Stir Fry Vegetables:
- Heat oil in a wok or stir-fry pan. Add all the vegetables except red onions and stir-fry on high heat for 3 – 5 minutes. Keep them on one side longer to char the veggies.
- Do not to overcook the vegetables. They should be tender yet crunchy.
- At this point add ¼ teaspoon salt and ⅛ teaspoon black pepper. Mix well. Transfer to a plate and keep aside.
Vegetables in Hot Garlic Sauce
- Heat oil in a wok or stir-fry pan ( I use the same pan used to stir fry veggies), add red onion, spring onion white, and sauté for 2 mins.
- Stir in ginger, garlic, green chili and sauté until aromatic (few seconds).
- Add all the sauces (soy sauce, chili sauce, vinegar), sugar, salt, and pepper.
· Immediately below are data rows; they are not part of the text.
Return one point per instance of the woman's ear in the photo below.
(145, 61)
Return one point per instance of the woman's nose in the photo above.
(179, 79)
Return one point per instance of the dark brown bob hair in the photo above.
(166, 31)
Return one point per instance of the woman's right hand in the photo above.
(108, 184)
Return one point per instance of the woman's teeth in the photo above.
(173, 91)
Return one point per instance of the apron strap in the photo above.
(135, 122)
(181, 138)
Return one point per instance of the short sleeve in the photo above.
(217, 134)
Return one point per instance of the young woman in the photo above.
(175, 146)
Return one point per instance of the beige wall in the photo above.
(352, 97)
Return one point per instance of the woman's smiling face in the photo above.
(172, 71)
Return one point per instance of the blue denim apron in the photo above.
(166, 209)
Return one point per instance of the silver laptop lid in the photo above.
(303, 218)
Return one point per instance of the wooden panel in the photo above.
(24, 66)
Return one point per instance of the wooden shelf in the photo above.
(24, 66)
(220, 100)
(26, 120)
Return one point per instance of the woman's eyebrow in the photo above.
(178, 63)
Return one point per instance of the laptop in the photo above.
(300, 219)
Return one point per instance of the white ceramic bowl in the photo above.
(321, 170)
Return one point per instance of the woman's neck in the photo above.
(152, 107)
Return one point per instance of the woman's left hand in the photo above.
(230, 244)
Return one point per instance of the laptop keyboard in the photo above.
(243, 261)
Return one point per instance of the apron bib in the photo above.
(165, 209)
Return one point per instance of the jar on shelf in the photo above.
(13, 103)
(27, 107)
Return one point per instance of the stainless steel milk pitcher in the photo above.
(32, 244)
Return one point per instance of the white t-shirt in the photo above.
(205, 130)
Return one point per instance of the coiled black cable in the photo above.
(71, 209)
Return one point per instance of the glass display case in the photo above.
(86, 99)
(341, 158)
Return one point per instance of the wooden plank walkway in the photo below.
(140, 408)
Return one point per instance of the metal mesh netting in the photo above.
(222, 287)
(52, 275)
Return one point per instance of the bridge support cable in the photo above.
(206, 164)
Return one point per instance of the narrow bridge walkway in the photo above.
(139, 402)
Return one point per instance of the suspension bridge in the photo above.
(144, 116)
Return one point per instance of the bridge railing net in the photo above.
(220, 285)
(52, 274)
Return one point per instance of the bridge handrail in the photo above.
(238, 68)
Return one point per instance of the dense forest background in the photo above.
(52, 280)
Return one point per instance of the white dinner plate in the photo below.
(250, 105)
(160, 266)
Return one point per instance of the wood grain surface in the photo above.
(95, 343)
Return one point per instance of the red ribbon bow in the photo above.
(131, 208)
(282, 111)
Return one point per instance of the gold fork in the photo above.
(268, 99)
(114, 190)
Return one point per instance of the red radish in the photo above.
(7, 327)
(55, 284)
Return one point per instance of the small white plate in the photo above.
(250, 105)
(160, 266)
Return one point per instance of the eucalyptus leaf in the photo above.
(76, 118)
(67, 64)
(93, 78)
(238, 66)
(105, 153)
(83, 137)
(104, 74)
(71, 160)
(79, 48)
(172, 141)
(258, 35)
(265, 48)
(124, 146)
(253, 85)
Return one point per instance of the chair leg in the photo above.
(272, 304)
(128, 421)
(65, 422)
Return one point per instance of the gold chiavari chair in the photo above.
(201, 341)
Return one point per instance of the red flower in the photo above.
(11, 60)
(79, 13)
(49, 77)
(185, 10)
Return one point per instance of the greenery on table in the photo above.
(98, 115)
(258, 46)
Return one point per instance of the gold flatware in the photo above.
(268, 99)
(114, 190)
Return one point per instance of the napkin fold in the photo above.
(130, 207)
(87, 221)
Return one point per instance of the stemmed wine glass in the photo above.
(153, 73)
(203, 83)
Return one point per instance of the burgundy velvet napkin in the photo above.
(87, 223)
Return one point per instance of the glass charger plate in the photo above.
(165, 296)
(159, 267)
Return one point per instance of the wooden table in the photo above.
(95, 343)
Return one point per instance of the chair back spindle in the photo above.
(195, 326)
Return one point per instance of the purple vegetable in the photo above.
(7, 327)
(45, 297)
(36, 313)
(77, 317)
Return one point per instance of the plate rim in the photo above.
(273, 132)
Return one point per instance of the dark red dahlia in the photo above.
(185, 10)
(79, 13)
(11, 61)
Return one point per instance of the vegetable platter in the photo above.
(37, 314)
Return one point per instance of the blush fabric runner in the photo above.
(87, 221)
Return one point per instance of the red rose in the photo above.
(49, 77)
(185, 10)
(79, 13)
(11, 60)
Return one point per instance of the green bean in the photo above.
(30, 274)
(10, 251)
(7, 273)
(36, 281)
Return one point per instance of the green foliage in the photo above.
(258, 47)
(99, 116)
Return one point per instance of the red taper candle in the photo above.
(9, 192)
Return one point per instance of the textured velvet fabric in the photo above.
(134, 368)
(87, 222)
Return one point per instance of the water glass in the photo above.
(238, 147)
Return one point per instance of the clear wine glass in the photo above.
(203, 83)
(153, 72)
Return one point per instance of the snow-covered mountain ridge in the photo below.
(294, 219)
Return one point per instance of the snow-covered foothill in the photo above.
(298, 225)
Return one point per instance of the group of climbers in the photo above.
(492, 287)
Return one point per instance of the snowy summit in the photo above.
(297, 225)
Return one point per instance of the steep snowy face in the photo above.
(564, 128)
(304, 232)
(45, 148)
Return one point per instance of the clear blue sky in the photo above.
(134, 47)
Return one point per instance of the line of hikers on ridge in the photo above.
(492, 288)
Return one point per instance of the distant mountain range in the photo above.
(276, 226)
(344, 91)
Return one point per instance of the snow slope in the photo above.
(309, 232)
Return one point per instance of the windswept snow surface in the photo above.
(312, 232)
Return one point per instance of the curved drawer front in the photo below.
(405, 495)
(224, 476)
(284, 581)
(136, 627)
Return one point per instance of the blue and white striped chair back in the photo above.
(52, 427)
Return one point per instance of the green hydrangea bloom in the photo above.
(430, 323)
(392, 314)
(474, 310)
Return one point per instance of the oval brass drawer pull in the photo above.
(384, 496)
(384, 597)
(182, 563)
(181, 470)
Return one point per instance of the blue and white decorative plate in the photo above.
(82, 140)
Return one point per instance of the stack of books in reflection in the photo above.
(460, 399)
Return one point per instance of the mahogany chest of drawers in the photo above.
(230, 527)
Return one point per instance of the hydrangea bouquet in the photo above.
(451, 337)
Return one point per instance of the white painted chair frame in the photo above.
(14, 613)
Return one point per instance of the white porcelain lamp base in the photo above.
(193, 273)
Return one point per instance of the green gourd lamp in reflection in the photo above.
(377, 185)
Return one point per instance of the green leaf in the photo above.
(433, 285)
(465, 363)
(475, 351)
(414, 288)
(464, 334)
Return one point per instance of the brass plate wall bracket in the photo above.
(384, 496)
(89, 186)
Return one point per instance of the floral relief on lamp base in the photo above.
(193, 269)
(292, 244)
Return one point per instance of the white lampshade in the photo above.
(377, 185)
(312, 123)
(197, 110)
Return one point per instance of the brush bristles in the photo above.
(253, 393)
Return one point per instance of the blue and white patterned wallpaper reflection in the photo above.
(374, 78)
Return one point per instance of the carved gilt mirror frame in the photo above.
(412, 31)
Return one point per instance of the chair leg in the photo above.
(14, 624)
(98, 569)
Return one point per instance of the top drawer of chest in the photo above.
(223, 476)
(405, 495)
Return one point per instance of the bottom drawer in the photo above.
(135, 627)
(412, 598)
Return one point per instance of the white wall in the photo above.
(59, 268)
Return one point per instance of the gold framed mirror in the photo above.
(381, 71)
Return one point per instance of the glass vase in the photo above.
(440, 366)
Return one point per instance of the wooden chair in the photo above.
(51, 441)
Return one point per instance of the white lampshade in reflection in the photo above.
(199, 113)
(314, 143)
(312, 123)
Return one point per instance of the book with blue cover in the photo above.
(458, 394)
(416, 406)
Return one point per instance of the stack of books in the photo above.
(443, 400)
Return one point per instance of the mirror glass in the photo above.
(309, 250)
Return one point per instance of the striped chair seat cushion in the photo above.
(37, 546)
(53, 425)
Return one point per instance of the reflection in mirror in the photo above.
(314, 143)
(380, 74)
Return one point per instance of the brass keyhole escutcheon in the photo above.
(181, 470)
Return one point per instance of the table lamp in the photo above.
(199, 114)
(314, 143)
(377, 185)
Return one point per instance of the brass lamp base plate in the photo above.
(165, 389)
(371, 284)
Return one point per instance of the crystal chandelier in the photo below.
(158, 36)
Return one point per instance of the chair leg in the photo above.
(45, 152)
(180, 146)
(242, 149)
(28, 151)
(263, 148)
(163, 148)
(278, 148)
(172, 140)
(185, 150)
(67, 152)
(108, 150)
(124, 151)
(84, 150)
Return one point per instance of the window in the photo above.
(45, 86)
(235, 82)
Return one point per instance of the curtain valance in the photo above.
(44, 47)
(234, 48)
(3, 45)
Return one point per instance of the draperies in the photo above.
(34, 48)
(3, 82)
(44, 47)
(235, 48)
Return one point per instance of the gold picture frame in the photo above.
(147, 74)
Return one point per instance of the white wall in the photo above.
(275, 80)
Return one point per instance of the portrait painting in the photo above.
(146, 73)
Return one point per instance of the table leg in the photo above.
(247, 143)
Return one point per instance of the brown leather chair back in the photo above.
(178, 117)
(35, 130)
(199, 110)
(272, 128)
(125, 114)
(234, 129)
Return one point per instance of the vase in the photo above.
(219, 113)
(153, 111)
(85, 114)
Sauté for a min.
- Add 1 cup of water and bring it to a boil. (Add more water for more gravy)
- Mix the cornstarch slurry and add to the boiling hot sauce. Keep stirring until the sauce thickens for at least 1-2 mins to make it lump-free.
- Add in the sautéed veggies and simmer for 2-3 mins. Taste and adjust the flavors as you go along, adding more soy sauce, chili sauce, salt, or other seasonings as needed.
- Garnish with spring onion greens. Homemade Vegetables in Hot Garlic Sauce is ready! Serve it warm with rice or noodles.